2008年春、渋谷ユーロスペースにてレイトショーされる
映画『船、山にのぼる」の監督・本田孝義のブログです。

本田孝義

2010/9/9 木曜日

『ようこそ、アムステルダム国立美術館へ』

今日は『ようこそ、アムステルダム国立美術館へ』というドキュメンタリー映画を見た。昨年の山形国際ドキュメンタリー映画祭でも上映されたのだが、時間が合わず見れなかったのだけど、ずっと気になっていた作品だった。簡単に書くと、有名な傑作を多数所蔵するアムステルダム国立美術館の改修工事が2004年に始まるのだが、地域住民の反発などもあって工事はとん挫。そのてんやわんやを描いた作品。映画の冒頭、今回の改修工事の概要が建築家を含めて発表される。まず僕はこの改修案がピンとこなかった。なぜ、地域住民から反発が出たかと言うと、この美術館の構造が独特で、建物の真ん中・エントランス部分が「門」のようになっていて、日常的に住民の通り道になっていたのだが、改修工事案ではこのエントランスを掘り下げ、中庭を作るようなものになっていた。

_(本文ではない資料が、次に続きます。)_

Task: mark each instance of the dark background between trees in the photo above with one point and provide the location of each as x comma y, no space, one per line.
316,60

住民の中でも特にサイクリスト協会の人たちが「これじゃあ、自転車が通れないじゃないか」と怒ったわけです。(実際には全く通れなくなるわけではなく、かなり自転車の通り道が狭まるという感じでしょうか。)映画では以前の状態が見られないので即断は出来ませんが、僕は美術館の中が通り道になっているのは素敵だな、と思ってしまったのです。加えて、時たま古い建物を生かしたリノベーションでも、変に現代建築の意匠を接ぎ木したようなものもあり、この改修案も同じように見えてしまったのです。もっとも、古い美術館を現代的に、という発想で改修案が出てきたのですから、コンペで通るような改修案はどうしても目新しいものになるでしょうし、建築家もそこにやりがいを見出すでしょう。面白いのは、美術館の運営と建築物とでは考え方・あり方が違っていて、建築物の改修には住民合意が必要で、結局否決され、そこから迷走が始まるのです。多分、日本では住民の考え方など無視されて工事はあっさり進んだことでしょう。この辺の違いは興味深い。この映画は大きく言って二つの要素を描いています。一つは上記のようなこと。もう一つが美術館改修にあたっての、内部の展示の検討および絵画の修復です。僕は、個人的には後者にはあまり興味を持てませんでした。もちろん、何をどのように展示するかは美術館の肝、というのは理解しているつもりです。けど、学芸員の方たちの話には少しついていけませんでした。美術の知識が豊富な人はこちらの話の方が面白いのでしょうけど。改修工事には、もうひとつ大きな課題がありました。研究センターを敷地内に増築することです。今度はこの高さが問題になり、結局低くすることに。エントランスは別の妥協案が示され、一応合意されますが、建築家はすっかりやる気喪失。加えて、館長は辞職。そして、最後の最後に再び大きなドラマが・・・。結果、アムステルダム美術館の改修は進まず、2008年にオープン予定が2013年までかかることに。監督のインタビューを読みますと、本来2008年オープンを目指して撮影していたのが、すったもんだの騒動に巻き込まれて、とりあえず映画を完成させたものの続編を製作中のよう。映画は端正で堂々とした撮影と人間ドラマが絡み合って見ごたえある作品になっている。